版权声明:由于一些问题,理论类博客放到了blogger上,希望各位看官莅临指教https://efanbh.blogspot.com/;本文为博主原创文章,转载请注明本文来源 https://blog.csdn.net/wyf826459/article/details/82777499
题目描述:
Given a m x n matrix, if an element is 0, set its entire row and column to 0. Do it in-place.
Example 1:
Input:
[
[1,1,1],
[1,0,1],
[1,1,1]
]
Output:
[
[1,0,1],
[0,0,0],
[1,0,1]
]
Example 2:
Input:
[
[0,1,2,0],
[3,4,5,2],
[1,3,1,5]
]
Output:
[
[0,0,0,0],
[0,4,5,0],
[0,3,1,0]
]
Follow up:
- A straight forward solution using O(mn) space is probably a bad idea.
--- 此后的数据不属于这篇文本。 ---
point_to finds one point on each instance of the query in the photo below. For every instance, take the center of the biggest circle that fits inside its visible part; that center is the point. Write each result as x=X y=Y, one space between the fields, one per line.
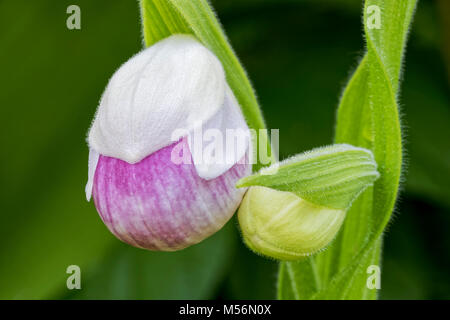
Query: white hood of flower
x=175 y=84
- A simple improvement uses O(m + n) space, but still not the best solution.
- Could you devise a constant space solution?
算法实现
题目中的要求主要是要求我们减小使用多余的空间,建立一个大小为m的数组和一个大小为n的数组分别记录每行每列是否有零元素,需要的空间是O(m + n),如果我们使用给定的matrix的第一行和第一列记录它的其余行和列的是否有零元素的情况,当然首先要先用两个bool型量记录其第一行和第一列的情况,我们就可以在常数空间内完成要求
class Solution {
public:
void setZeroes(vector<vector<int>>& matrix) {
if(matrix.empty())return ;
int m = matrix.size();
int n = matrix[0].size();
bool row1 = false, Col1 = false;
for(int i = 0; i < n; i ++)
if(matrix[0][i] == 0){
row1 = true;
break;
}
for(int i = 0; i < m; i ++)
if(matrix[i][0] == 0){
Col1 = true;
break;
}
for(int i = 0; i < m; i ++)
for(int j = 0; j < n; j ++)
if(matrix[i][j] == 0)matrix[i][0] = 0, matrix[0][j] = 0;
for(int i = 1; i < m; i ++)
if(matrix[i][0] == 0)
for(int j = 1; j < n; j ++)
matrix[i][j] = 0;
for(int j = 1; j < n; j ++)
if(matrix[0][j] == 0)
for(int i = 1; i < m; i ++)
matrix[i][j] = 0;
if(row1)
for(int i = 0; i < n; i ++)
matrix[0][i] = 0;
if(Col1)
for(int i = 0; i < m; i ++)
matrix[i][0] = 0;
return ;
}
};